Kabar tentang penutupan SPBU Shell dari Indonesia telah didengar oleh Asosiasi Perusahaan Minyak dan Gas Nasional (Aspermigas). Ketua Komite Investasi Moshe Rizal menyampaikan telah mendengar desas-desus tersebut sejak beberapa minggu lalu. Menurut Moshe, kabar ini tidaklah mengejutkan karena bisnis penyaluran Bahan Bakar Minyak (BBM) di Indonesia memang sulit. Pasar jaringan ritel penyaluran produk BBM di SPBU saat ini didominasi oleh Pertamina."Kalau dibilang pernah dengar nggak, ya pernah dengar ada kabar itu (Shell tutup). Jadi, sudah beberapa minggu yang lalu. Jadi, ini kan perkiraan saya, tapi memang bisnis BBM, apalagi distribusi BBM, SPBU itu sulit. Kenapa?

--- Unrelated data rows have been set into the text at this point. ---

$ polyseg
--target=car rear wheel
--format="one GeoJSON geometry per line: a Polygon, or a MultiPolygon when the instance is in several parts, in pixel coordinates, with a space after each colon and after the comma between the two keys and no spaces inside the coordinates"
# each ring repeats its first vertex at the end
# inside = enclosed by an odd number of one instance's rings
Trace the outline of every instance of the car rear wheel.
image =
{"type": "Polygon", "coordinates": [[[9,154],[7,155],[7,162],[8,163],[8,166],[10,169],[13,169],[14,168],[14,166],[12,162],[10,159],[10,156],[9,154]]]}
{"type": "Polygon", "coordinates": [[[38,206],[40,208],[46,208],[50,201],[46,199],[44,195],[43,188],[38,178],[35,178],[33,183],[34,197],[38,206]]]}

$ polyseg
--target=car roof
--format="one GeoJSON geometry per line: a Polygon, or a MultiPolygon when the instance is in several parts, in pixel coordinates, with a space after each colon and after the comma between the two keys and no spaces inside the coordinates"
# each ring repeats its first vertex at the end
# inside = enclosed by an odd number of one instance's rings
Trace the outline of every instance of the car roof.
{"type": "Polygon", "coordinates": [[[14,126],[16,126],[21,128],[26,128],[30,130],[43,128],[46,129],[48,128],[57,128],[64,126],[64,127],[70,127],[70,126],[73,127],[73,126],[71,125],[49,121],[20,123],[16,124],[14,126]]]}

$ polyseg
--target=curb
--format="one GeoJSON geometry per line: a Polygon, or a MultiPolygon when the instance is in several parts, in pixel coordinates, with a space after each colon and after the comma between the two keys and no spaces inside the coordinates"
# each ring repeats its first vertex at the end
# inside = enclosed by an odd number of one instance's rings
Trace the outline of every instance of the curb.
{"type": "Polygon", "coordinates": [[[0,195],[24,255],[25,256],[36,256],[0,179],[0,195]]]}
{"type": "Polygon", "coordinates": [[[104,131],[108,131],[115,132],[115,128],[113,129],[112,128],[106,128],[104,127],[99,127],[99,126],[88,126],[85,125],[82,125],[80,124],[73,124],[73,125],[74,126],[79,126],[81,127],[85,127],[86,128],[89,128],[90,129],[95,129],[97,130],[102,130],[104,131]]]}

Di Indonesia, karena memang sudah dimonopoli oleh Pertamina kan," kata Moshe kepada detikcom, Minggu (24/11/2024).

Tantangan bagi Perusahaan Migas di Indonesia

Moshe menjelaskan bahwa perusahaan migas yang ingin menyalurkan produk BBM di Indonesia harus memiliki nilai tambah yang lebih dari produk Pertamina. Hal ini mencakup kualitas, performance, hingga pelayanan. Namun, di sisi lain, produk-produk Pertamina semakin kompetitif."Nah, di satu sisi kualitas BBM Pertamina ini kan semakin lama semakin baik juga. BBM untuk mereka bersaing itu akhirnya semakin ketat. Dan kita pengendara, masyarakat yang melihat, misalkan masyarakat yang pakai Pertamax, Pertamax Plus, dan sebagainya melihat tidak ada nilai tambah yang signifikan yang membuat mereka harus pakai Shell daripada pakai Pertamina. Itu yang jadi tantangannya jadi lebih berat. Memang kualitas Pertamina dari sisi pelayanannya, dari sisi BBM semakin lama semakin baik, nah itu yang jadi sulit," jelas Moshe.Moshe menegaskan bahwa alasan penutupan SPBU milik perusahaan migas asing tidak bisa disamaratakan. Dia berpendapat Shell Indonesia mungkin tidak melihat pertumbuhan dan profitabilitas dari bisnis SPBU di Indonesia. Oleh karena itu, memilih untuk menutup semua SPBU."Kalau dia melihat ke depannya, oh ini kayaknya pertumbuhannya kurang. Ya ngapain mereka spend energi dan waktu dan kapital hanya untuk istilahnya melanjutkan bisnis yang pertumbuhannya mungkin kurang. Yang dianggap mereka kurang menarik. Mereka punya kriteria sendiri. Perusahaan lain mungkin masih menarik, makanya yang lain masih ada, masih eksis. Tapi bagi Shell mungkin ini kurang karena ada portfolio mereka atau aset bisnis mereka yang jauh lebih menarik. Mereka fokusnya ke sana. Jadi itu prioritas dari perusahaan, seperti apa," terang Moshe.Dalam keseluruhan, peristiwa ini menjadi tantangan bagi perusahaan migas di Indonesia. Mereka harus mencari cara untuk tetap beroperasi dan bersaing di pasar yang semakin kompetitif. Namun, dengan adanya perubahan seperti ini, juga ada peluang untuk mengembangkan strategi baru dan meningkatkan kualitas dan pelayanan mereka.